She says ass holes are for stuffing, the verb, not stuffing, the noun.
Just spent a extra 20 minutes on the phone with the lady from unemployment talking about how to make the best brownies.
we were totes just talking about. huu in the bathbub. 5 girlszzz
This has been the most pleasant arrest experience I've ever had.
Restaurants Roasting People Who Gave Them Negative Yelp Reviews (25 Pics)
He hasn't responded, but he probably just jizzed in his shorts again, so I'll give him time.
I swear to god little potato creatures live inside Belvedere bottles and claw at your throat as you swallow shots.
My taste buds are fucked up, everything tastes like fire after last night.

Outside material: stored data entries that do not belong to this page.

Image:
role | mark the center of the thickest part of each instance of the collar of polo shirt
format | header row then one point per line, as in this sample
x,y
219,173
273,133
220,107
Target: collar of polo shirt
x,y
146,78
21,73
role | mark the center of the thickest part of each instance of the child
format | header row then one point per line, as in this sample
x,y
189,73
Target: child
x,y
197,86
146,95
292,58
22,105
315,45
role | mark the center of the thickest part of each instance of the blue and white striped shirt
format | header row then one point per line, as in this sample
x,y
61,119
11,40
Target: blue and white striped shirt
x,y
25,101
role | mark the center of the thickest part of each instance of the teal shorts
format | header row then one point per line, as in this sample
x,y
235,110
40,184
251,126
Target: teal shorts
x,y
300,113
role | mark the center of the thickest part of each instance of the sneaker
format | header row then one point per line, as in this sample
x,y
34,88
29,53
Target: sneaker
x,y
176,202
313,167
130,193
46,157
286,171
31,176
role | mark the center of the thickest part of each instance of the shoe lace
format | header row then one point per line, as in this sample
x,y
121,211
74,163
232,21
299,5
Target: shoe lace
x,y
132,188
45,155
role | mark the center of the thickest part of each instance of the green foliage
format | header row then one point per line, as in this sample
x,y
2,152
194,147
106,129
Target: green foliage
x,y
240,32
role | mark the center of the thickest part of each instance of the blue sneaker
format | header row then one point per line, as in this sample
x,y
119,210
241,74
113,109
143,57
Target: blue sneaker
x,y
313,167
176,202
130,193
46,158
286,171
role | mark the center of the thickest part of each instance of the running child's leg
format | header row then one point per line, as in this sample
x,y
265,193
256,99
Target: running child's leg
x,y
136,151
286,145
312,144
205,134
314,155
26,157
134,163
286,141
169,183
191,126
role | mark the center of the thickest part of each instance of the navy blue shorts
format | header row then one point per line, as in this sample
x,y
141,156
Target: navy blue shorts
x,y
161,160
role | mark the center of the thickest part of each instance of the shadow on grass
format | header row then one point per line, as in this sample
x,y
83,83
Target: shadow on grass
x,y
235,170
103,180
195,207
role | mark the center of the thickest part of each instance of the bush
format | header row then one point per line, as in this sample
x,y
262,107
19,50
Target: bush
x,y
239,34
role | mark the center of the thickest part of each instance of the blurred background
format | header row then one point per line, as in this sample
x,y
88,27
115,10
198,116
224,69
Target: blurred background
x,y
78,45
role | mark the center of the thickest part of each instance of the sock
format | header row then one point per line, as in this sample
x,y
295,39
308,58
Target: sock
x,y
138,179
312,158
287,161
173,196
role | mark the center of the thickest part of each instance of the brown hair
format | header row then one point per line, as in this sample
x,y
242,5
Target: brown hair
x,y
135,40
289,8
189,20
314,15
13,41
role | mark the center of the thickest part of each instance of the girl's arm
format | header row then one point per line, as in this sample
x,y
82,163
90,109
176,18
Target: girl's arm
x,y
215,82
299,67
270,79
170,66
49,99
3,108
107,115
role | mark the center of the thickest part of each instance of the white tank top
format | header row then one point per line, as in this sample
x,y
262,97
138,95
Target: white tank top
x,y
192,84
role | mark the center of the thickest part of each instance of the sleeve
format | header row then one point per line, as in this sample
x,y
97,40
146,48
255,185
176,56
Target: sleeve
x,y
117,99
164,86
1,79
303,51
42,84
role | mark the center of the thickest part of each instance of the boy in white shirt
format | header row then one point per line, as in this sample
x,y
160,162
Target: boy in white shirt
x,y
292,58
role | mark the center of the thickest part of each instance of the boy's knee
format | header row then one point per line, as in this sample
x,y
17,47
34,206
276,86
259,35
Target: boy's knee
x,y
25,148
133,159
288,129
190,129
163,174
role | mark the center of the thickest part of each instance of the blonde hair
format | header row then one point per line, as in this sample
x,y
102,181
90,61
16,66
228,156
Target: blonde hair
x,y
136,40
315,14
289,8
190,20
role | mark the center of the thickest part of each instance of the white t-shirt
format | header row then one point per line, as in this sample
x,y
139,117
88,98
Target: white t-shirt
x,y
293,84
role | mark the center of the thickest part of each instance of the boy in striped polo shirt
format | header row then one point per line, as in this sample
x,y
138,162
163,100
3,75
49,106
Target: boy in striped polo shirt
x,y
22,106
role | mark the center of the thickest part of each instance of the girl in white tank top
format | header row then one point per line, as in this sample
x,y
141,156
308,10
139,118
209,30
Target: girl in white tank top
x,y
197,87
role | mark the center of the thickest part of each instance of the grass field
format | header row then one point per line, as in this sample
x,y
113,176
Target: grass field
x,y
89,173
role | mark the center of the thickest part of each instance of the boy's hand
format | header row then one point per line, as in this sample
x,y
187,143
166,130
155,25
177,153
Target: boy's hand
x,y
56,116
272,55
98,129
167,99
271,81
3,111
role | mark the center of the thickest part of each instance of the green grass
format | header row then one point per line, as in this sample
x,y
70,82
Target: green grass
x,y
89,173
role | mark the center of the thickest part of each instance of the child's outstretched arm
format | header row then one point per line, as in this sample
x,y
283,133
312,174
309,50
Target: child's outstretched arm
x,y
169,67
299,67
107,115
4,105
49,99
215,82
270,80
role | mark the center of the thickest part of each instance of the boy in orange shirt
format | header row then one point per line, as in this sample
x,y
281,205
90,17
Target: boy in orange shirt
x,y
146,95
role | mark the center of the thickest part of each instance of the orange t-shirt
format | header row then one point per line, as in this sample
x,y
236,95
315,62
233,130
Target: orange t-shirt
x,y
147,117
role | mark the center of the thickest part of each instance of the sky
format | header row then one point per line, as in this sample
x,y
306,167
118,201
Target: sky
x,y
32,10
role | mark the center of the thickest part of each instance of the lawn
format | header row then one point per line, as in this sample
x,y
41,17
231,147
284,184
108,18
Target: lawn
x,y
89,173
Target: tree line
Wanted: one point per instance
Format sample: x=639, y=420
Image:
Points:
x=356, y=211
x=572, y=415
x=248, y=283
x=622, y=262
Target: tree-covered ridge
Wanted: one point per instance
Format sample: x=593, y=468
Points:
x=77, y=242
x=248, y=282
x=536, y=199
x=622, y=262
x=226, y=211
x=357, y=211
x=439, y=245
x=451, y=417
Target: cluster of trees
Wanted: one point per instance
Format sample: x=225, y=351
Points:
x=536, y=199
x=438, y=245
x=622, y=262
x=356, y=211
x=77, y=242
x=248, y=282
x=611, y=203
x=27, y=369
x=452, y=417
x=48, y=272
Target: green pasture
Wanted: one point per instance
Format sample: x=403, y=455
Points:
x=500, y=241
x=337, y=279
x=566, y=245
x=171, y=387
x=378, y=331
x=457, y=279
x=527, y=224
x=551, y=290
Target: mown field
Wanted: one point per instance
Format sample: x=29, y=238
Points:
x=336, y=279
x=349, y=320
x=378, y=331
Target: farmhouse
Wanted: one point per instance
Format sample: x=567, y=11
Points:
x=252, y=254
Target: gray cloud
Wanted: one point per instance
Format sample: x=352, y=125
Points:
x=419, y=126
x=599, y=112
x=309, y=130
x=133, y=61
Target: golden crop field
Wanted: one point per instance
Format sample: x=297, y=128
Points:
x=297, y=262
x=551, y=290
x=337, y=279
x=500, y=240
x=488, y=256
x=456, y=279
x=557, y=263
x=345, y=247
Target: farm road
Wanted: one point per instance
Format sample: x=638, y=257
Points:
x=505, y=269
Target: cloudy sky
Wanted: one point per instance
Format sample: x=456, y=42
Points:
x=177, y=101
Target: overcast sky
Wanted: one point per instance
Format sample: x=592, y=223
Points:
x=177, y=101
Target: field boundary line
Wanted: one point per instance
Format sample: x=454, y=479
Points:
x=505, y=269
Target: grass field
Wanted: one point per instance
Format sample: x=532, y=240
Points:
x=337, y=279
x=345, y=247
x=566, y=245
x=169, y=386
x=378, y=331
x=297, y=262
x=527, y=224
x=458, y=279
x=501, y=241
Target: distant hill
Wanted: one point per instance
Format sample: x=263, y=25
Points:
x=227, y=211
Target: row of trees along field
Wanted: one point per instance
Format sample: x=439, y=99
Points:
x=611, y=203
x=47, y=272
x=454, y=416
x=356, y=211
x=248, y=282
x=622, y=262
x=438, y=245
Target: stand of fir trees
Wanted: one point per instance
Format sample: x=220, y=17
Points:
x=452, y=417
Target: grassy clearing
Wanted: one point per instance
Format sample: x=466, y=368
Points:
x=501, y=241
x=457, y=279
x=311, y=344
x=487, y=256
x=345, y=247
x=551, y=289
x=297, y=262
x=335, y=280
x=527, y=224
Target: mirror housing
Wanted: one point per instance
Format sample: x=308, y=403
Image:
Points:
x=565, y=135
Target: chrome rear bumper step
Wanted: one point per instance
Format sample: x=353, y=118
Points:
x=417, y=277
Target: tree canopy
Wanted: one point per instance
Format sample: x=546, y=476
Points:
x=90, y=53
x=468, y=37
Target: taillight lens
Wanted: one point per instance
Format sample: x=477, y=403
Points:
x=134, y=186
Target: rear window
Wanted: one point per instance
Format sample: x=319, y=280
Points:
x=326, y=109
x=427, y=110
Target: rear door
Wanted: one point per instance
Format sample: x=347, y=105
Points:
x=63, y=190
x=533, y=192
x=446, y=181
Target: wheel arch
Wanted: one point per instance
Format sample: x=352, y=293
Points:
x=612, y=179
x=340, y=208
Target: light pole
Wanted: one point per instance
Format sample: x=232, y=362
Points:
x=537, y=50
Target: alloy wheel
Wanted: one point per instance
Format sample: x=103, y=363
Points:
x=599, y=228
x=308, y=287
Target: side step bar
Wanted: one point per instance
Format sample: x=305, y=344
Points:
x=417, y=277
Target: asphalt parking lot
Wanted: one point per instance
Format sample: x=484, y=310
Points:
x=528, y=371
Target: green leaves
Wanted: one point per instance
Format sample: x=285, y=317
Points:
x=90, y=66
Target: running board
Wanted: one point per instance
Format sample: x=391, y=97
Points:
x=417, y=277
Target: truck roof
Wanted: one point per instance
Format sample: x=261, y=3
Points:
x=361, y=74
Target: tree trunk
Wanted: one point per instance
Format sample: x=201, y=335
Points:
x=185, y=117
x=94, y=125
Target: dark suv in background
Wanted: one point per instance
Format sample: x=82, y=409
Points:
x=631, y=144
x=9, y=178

He's holding a pee stick. Yes it's weird.
At IHOP. It feels weird and sad that your cleavage isn't here for me to try to toss paper wads into.
Woman Posts Harassing DMs From Creep Online, Now He’s Upset Because People Told His Mom
If he doesn't get here soon I'm taking off my thong and eating his dinner.
It's the third day of class and I got told I smell like a distillery.
Hey beautiful no judgement but why is there a bucket of KFC chicken in the bathtub??
My boss stocked the communal fridge with Gatorade. It's like he wants me to come in hungover.
I hate that I will forever be known as the girl who puked on the front lawn. That only happened once.
He's the douchy one who wouldn't let me rip his shirt off, right?